Colombia, (Re)Birth was awarded in the 2019 World Photo Contest. Catalina Martin-Chico spent four months understanding the situation and building a network in Colombia to gain access and develop relationships with the women in this story—many of whom she remains in contact with. She describes her approach as “slow journalism.” 
Left: Dayana (right) and Jairo, both previously with the FARC, lie on a bed with their daughter Andrée Nicole, and Jairo’s sister Liliana, in Rio Guayabero, Colombia, on 21 February 2018. Right: People celebrate the 53rd—and final—anniversary of FARC as an armed rebel group, in La Elvira transition camp in Valle del Cauca, Colombia, on 28 May 2017. Credit: Catalina Martin Chico, Panos Pictures.

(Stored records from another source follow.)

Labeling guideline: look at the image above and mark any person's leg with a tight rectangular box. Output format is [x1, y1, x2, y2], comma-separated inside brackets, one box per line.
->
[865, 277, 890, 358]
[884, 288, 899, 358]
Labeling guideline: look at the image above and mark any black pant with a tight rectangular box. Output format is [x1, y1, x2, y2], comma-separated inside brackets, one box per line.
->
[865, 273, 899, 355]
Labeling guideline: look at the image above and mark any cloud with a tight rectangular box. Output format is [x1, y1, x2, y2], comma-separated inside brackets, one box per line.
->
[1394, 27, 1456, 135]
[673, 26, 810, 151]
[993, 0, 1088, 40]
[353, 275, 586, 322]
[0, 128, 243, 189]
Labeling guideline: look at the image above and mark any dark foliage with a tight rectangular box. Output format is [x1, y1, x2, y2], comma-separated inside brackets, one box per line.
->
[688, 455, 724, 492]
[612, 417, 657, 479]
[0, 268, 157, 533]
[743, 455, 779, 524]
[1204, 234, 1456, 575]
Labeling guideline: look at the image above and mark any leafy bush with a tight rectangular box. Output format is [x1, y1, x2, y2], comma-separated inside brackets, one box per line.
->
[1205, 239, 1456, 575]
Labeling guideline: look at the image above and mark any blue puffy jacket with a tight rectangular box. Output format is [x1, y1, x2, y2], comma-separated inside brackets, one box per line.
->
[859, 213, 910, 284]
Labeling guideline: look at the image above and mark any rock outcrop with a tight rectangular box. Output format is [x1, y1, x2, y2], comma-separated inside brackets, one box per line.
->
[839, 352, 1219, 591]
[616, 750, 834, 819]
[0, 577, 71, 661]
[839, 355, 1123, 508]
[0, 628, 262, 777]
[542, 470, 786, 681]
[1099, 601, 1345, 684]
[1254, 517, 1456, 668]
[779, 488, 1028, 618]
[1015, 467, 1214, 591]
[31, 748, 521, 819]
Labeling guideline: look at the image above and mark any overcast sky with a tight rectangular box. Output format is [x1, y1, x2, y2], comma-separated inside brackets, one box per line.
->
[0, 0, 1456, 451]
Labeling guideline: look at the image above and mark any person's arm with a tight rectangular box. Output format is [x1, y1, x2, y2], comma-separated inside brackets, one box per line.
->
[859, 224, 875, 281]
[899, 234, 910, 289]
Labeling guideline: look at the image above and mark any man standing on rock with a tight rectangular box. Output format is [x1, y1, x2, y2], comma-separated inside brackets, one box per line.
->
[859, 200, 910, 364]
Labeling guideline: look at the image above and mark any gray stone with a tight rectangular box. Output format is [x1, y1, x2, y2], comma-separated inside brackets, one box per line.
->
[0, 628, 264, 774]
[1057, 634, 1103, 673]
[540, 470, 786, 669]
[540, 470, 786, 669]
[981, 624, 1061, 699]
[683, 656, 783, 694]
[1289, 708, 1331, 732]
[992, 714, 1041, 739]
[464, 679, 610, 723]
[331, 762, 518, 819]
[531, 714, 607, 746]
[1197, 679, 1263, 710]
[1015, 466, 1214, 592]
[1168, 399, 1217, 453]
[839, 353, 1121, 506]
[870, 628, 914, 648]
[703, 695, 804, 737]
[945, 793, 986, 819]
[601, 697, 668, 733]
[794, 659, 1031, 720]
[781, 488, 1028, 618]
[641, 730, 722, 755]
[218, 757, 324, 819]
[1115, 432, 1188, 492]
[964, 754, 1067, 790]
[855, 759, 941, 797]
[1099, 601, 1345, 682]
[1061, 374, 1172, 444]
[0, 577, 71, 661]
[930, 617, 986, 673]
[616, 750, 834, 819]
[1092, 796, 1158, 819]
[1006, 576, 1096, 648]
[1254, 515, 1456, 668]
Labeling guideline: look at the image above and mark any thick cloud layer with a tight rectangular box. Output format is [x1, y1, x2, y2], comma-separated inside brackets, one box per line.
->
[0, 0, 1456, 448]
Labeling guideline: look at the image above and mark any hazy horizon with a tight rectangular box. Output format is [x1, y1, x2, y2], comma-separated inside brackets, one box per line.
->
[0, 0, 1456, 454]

Blessed Be the Fruit: Ireland's Struggle to Overturn Anti-Abortion Laws by Olivia Harris

Figures representing Ireland’s dark treatment of women, line up for social media cameras, before parading silently through the streets of Limerick, Ireland, in an appeal to residents to change the law against abortion, on 13 April 2018. Credit: ​​Olivia Harris.
Following decades of campaigning by feminist activists, on 25 May 2018, Ireland voted by a large majority to overturn its restrictive abortion laws. Olivia Harris documented the protests in this story awarded in the 2019 World Press Photo Contest. Since 1983, the Eighth Amendment of the Irish Constitution had effectively banned terminations. More than three years since the new bill was signed, campaigners for reproductive rights continue to advocate for improved access. Irish women and girls are still traveling to the United Kingdom for abortions due to a lack of available care and time restrictions on terminations. 

The Pink Choice by Maika Elan 

Doan Huu Dieu (25) and Nguyen Trong Hieu (49), who have been together for three years, wake up at home in Vinh Phuc, Vietnam, on 27 July 2011. Credit: Maika Elan, MoST Artists.

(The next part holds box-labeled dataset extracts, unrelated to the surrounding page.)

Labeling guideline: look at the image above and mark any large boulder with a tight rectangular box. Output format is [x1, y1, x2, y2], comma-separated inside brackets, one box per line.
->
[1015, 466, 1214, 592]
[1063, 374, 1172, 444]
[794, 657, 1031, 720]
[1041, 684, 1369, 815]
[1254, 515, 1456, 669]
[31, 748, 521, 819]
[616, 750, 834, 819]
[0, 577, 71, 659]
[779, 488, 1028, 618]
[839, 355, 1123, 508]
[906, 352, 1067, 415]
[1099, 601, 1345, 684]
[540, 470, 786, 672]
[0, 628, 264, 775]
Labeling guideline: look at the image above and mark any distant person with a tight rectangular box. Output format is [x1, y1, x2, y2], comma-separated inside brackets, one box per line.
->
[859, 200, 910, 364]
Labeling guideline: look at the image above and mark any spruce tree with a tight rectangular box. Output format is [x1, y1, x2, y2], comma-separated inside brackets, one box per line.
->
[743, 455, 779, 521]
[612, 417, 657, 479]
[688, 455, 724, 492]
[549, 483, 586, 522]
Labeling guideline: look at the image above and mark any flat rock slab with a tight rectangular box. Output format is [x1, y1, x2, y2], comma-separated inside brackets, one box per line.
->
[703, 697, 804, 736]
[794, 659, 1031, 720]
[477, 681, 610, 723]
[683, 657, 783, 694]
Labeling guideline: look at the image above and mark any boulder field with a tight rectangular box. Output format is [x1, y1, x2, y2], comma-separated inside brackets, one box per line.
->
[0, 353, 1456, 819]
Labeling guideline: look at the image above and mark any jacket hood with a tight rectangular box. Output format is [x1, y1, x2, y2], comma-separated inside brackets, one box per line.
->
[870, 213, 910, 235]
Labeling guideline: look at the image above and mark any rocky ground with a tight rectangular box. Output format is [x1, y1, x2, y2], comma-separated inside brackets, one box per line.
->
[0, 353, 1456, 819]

In 2012, Vietnam's first pride parade took place in Hanoi. By 2015, a bill lifting the ban on same-sex marriage was in effect, but these unions are not legally recognized. In 2020, Human Rights Watch reported discrimination against Vietnam's LGBTQ+ youth caused by the common belief that same-sex attraction is a mental health condition. In this story, Maika Elan aimed to capture the casual daily activities of LGBTQ+ couples to evoke feelings of familiarity and empathy. The story was awarded in the 2013 World Press Photo Contest.

 Crying for Freedom by Forough Alaei

Women follow the AFC Champions League Cup match between Iran’s Persepolis and Japan’s Kashima Antlers from a segregated section of a stand at the Azadi Stadium, Tehran, Iran, on 10 November 2018. Credit: Forough Alaei.
Female fans are restricted from entering football stadiums in Iran. Pressure from FIFA led to a ruling in June 2018 allowing Tehran’s Azadi Stadium to admit limited groups of women, but they remain banned from most matches. Risking arrest, female football fans have disguised themselves as men to enter stadiums and to advocate for women's rights. While working on this story awarded in the 2019 World Press Photo Contest, the photographer Forough Alaei dressed as a man to enter a stadium with a female fan.

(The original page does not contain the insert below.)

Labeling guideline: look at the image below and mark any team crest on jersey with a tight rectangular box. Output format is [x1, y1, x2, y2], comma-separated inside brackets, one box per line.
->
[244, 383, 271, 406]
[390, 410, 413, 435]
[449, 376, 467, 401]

Forough Alaei formed a close connection with the women in the story. As a female, Iranian photographer, she was able to portray the nuances and complexities of this community of women.
Left: Male and female fans have to use separate parts of the stand at the Azadi Stadium, Tehran, Iran, on 10 November 2018. Right: A female fan passes out after Iran’s Persepolis loses the AFC Champions League Cup to Japan’s Kashima Antlers, at the Azadi Stadium, Tehran, Iran, on 10 November 2018. Credit: Forough Alaei.


Resilience has shown in over 30 locations, including: Armenia, Bangladesh, Brazil, Greece, China, Egypt, France, India, Italy, Israel, Japan, Macedonia, Malta, Mexico, Moldova, Netherlands, Poland, South Africa, Serbia, Switzerland, Trinidad and Tobago, Thailand, Turkey, and Vietnam.